Baroness gives lifeline to distance learners

八月 1, 1997

Britain held out a financial lifeline to the Commonwealth's crisis-prone distance learning agency this week, with a pledge of financial support for a further year.

In her opening speech at the Commonwealth Ministers' conference in Botswana, Baroness Blackstone, the higher education minister, announced a further Pounds 350,000 of core funding for the Commonwealth of Learning, extending British commitment to the Vancouver-based agency up to 1999/2000 at the level set by the previous Government.

The announcement was a response to a plea by the Commonwealth to member countries for three-year pledges to ease its continued struggle for stable funding. It was designed to encourage other Commonwealth donor nations to ensure stability of the agency, which has had a troubled history since it was established by heads of government in 1987.

COL board chair Ian Macdonald emerged from the session confident of meeting a target of assured core funding of Can$5.65 million (Pounds 2.5 million) for each of the three years to March 2000.

Following Britain's lead, major donors including Australia, India, New Zealand, Canada and British Columbia maintained the level of donation, while there was an upsurge in the number and size of contributions from smaller countries such as Namibia, Swaziland, Tanzania and Zambia.

It was theoretically possible for Britain to stay its hand, pleading the government's ongoing review of public spending commitments, but ministers had wanted to encourage other potential donor countries to support COL.

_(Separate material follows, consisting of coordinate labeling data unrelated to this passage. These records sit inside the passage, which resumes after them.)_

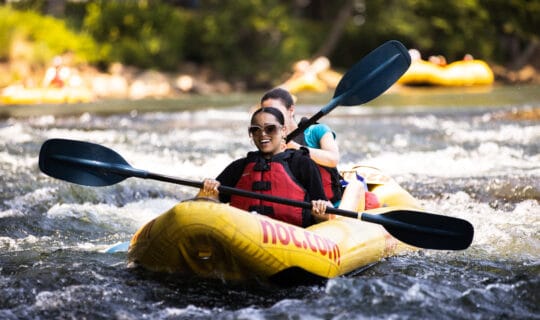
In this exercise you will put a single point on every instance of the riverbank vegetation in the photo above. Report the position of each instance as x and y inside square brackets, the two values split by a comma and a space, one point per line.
[256, 42]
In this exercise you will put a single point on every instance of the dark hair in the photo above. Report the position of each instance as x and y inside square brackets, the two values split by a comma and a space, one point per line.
[271, 110]
[279, 94]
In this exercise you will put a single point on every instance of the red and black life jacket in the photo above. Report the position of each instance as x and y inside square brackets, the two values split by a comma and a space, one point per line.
[272, 177]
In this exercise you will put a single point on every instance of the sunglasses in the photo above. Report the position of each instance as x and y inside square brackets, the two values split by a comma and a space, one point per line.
[269, 129]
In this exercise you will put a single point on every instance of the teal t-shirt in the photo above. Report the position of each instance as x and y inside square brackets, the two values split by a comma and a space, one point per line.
[312, 137]
[314, 133]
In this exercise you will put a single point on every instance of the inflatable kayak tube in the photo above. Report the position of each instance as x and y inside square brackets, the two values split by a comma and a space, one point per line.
[201, 238]
[459, 73]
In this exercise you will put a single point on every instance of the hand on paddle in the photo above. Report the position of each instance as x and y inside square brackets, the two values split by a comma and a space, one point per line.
[210, 189]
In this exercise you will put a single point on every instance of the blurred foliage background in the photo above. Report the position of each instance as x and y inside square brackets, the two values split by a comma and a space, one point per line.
[258, 41]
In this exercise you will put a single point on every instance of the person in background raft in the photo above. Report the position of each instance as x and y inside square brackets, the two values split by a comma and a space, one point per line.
[57, 75]
[319, 139]
[273, 170]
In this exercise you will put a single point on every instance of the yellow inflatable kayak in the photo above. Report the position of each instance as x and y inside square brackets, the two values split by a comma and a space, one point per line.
[214, 240]
[459, 73]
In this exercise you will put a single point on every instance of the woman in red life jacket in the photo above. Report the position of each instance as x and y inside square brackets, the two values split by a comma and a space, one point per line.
[273, 170]
[320, 140]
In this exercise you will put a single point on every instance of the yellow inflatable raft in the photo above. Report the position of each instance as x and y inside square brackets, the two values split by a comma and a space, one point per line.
[214, 240]
[21, 95]
[459, 73]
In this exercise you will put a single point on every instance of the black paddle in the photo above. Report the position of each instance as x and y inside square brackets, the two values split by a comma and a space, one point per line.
[366, 80]
[95, 165]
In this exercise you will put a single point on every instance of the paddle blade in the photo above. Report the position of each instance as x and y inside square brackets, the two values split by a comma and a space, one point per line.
[374, 74]
[423, 230]
[82, 163]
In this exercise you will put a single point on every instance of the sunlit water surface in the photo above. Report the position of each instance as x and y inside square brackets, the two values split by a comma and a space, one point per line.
[462, 153]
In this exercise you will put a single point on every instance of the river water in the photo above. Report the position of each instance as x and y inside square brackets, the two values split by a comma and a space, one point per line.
[472, 154]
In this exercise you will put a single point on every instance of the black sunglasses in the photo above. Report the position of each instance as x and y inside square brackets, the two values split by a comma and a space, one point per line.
[269, 129]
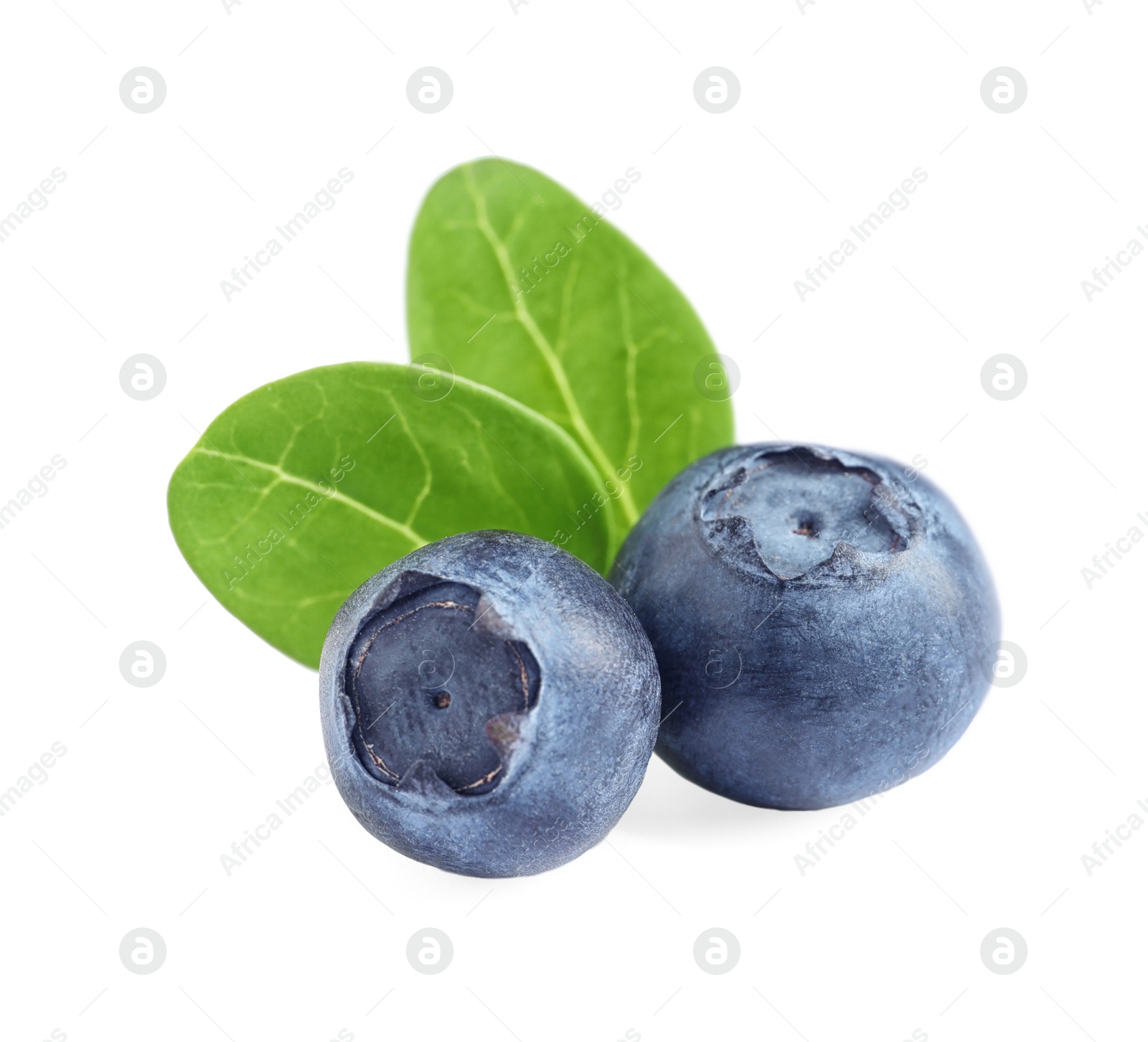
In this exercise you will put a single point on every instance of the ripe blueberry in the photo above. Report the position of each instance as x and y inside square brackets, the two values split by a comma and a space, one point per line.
[821, 624]
[489, 705]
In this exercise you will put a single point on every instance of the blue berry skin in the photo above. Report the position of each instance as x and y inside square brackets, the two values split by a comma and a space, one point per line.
[489, 705]
[822, 624]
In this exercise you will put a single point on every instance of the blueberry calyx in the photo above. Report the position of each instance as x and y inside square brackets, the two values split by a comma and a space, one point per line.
[439, 689]
[812, 513]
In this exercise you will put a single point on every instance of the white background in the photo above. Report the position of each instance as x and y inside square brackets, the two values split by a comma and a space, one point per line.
[264, 105]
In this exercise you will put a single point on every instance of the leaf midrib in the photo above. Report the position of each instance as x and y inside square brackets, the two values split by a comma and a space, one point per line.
[541, 342]
[287, 478]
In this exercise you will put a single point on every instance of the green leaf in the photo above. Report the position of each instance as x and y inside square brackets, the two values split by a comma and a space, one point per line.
[307, 487]
[522, 287]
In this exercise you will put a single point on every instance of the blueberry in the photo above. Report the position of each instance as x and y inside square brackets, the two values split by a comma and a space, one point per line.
[821, 622]
[489, 705]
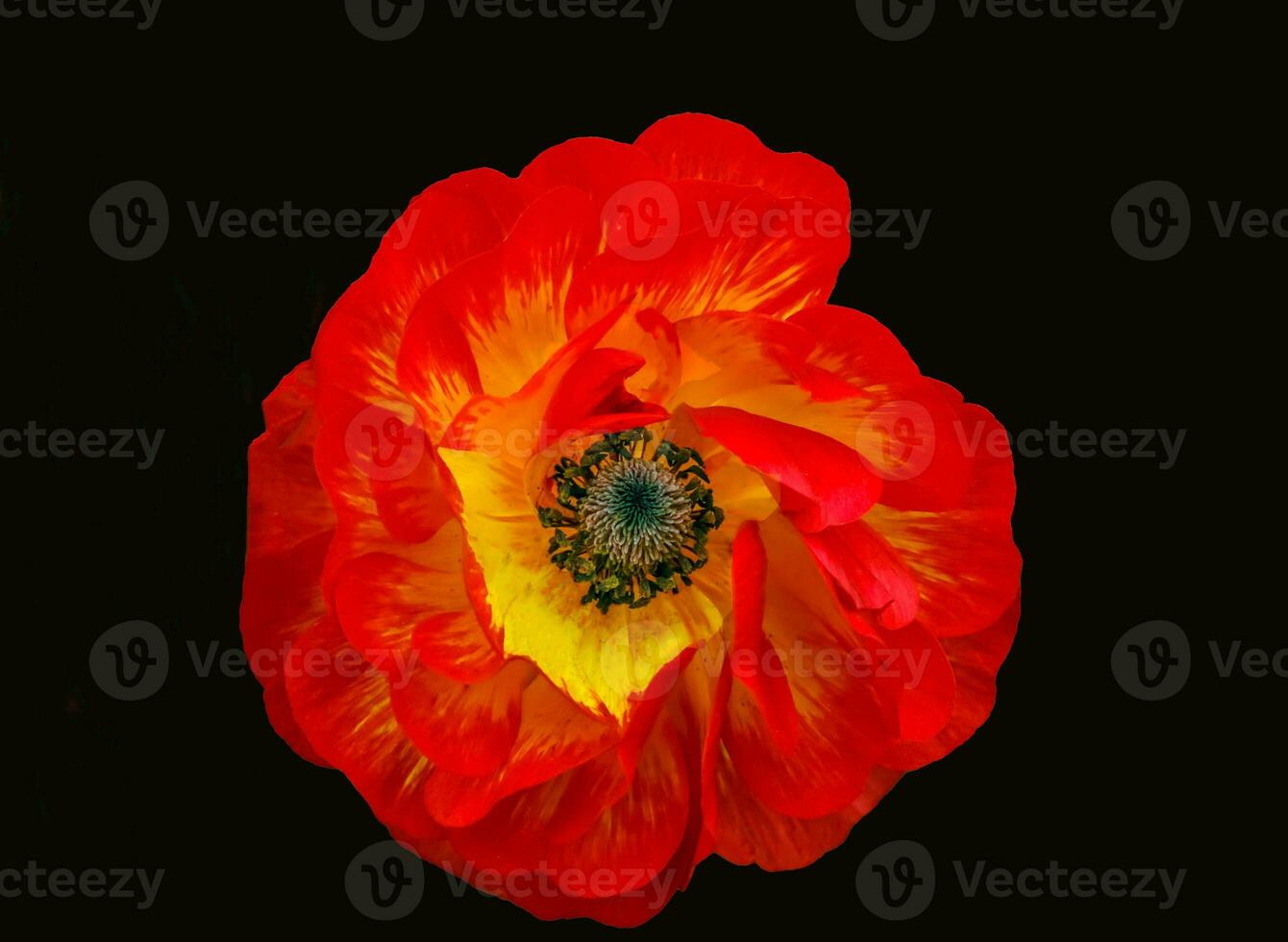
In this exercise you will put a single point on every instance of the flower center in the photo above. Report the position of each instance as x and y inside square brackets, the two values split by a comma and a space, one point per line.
[630, 523]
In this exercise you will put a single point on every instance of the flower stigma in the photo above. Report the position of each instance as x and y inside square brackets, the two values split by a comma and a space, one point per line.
[630, 521]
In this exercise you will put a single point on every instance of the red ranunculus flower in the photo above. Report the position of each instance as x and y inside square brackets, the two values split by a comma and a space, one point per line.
[591, 540]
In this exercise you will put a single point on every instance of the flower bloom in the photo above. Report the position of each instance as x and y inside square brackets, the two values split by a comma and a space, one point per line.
[591, 540]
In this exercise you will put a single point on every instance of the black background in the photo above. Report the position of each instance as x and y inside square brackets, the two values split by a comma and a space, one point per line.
[1019, 136]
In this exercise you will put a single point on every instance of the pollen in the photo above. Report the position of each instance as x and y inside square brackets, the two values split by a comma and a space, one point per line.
[630, 521]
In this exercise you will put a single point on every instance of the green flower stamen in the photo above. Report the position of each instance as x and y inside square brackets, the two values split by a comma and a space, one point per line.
[630, 523]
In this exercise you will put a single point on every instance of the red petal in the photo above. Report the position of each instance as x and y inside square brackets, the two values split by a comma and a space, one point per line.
[841, 727]
[591, 397]
[466, 729]
[554, 736]
[976, 660]
[711, 246]
[963, 559]
[357, 345]
[290, 525]
[868, 570]
[829, 483]
[710, 148]
[343, 706]
[755, 662]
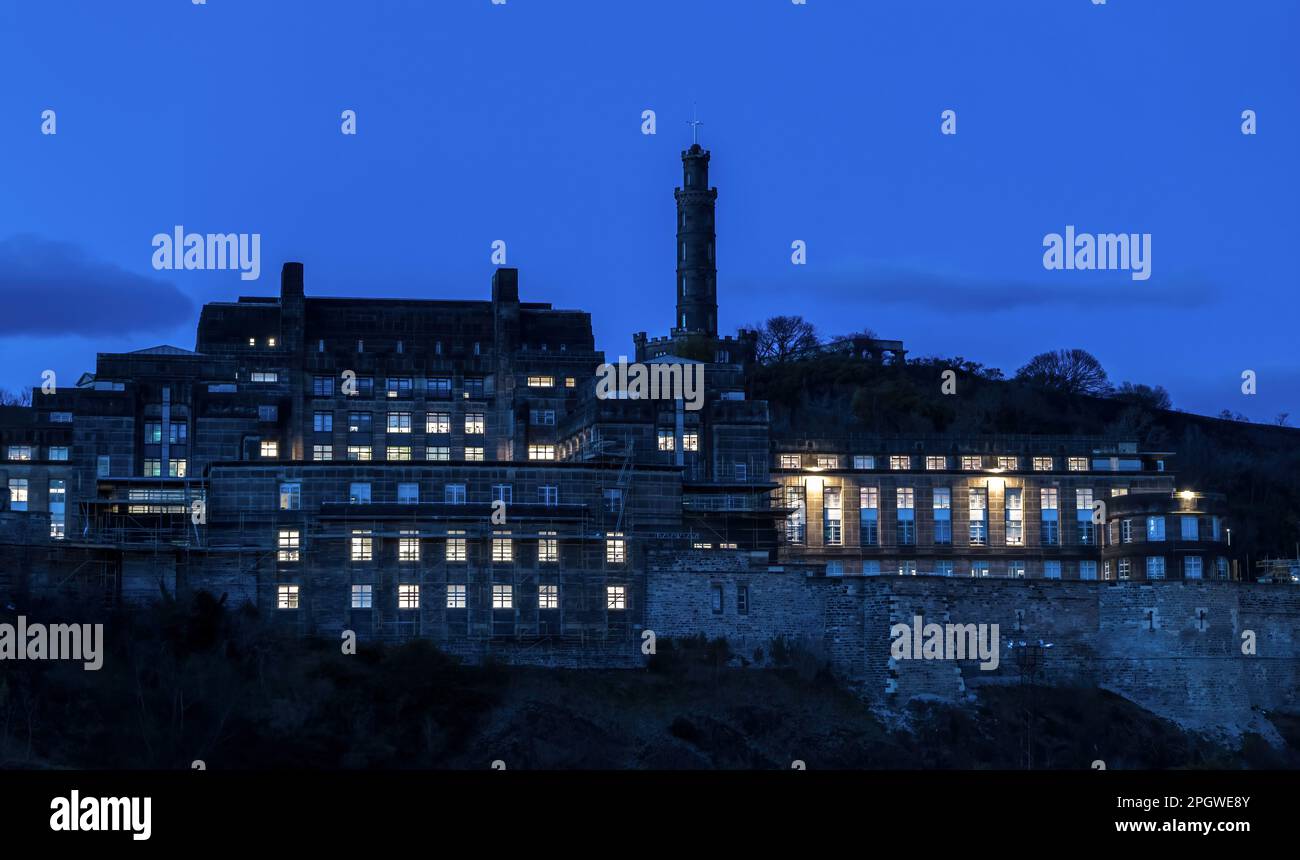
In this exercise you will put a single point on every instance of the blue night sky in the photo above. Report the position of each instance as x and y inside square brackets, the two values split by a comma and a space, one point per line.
[523, 122]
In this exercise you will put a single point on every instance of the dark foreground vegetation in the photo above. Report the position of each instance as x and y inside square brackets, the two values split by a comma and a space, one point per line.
[198, 681]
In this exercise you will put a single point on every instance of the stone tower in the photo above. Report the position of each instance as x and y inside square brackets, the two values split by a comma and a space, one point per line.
[697, 269]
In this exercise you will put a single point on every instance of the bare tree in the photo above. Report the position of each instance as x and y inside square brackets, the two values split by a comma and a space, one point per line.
[784, 338]
[1143, 395]
[1066, 370]
[16, 398]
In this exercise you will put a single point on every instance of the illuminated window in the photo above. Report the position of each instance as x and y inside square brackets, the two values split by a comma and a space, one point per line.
[287, 547]
[363, 596]
[456, 546]
[547, 596]
[286, 596]
[547, 547]
[615, 547]
[408, 546]
[17, 494]
[502, 547]
[363, 546]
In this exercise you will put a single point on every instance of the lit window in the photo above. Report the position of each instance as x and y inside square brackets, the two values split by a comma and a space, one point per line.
[363, 546]
[547, 547]
[547, 596]
[290, 496]
[287, 544]
[17, 494]
[615, 547]
[502, 547]
[408, 546]
[456, 550]
[286, 596]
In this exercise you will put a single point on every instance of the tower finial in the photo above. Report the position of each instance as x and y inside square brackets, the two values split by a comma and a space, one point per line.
[694, 125]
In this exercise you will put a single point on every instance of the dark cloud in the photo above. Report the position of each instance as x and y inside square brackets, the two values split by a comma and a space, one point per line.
[51, 287]
[904, 287]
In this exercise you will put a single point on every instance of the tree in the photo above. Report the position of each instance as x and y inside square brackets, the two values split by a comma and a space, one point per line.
[1144, 395]
[784, 338]
[16, 398]
[1067, 372]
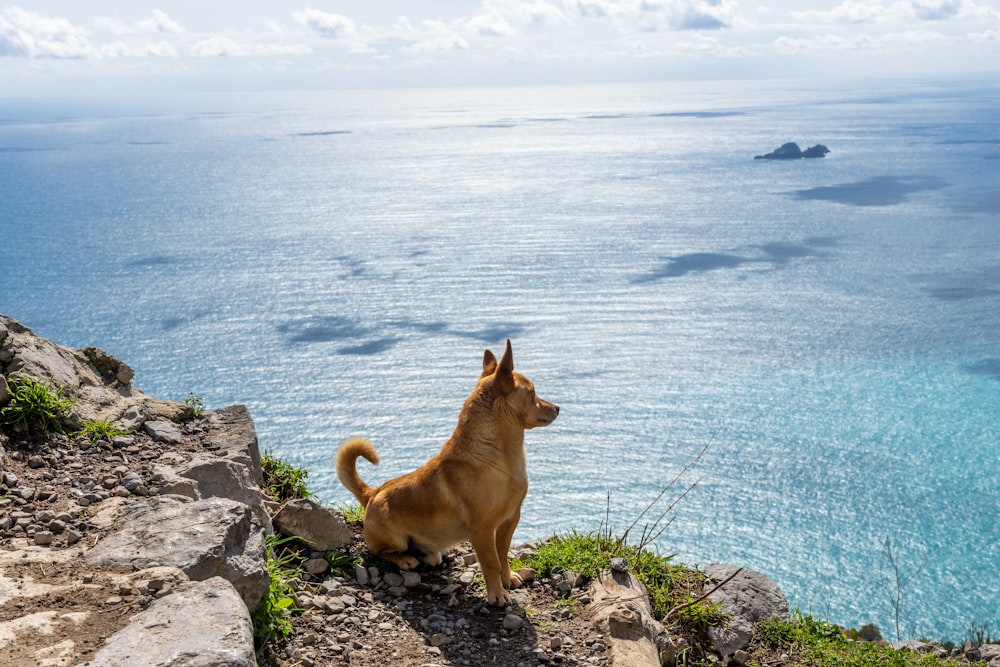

Lady Blackstone said later: "We could have said 'nothing' ... we could have done nothing until that review had been completed. But the Department for International Development readily agreed this was something which was so important to do, given the importance of distance learning around the Commonwealth. We hope this money will be used to try to get programmes going in those countries where it is really difficult to ensure tertiary education."

As well as providing distance learning programmes in adult literacy and packages for teacher education, the COL hopes to establish a credit bank for the accreditation of prior learning across the Commonwealth.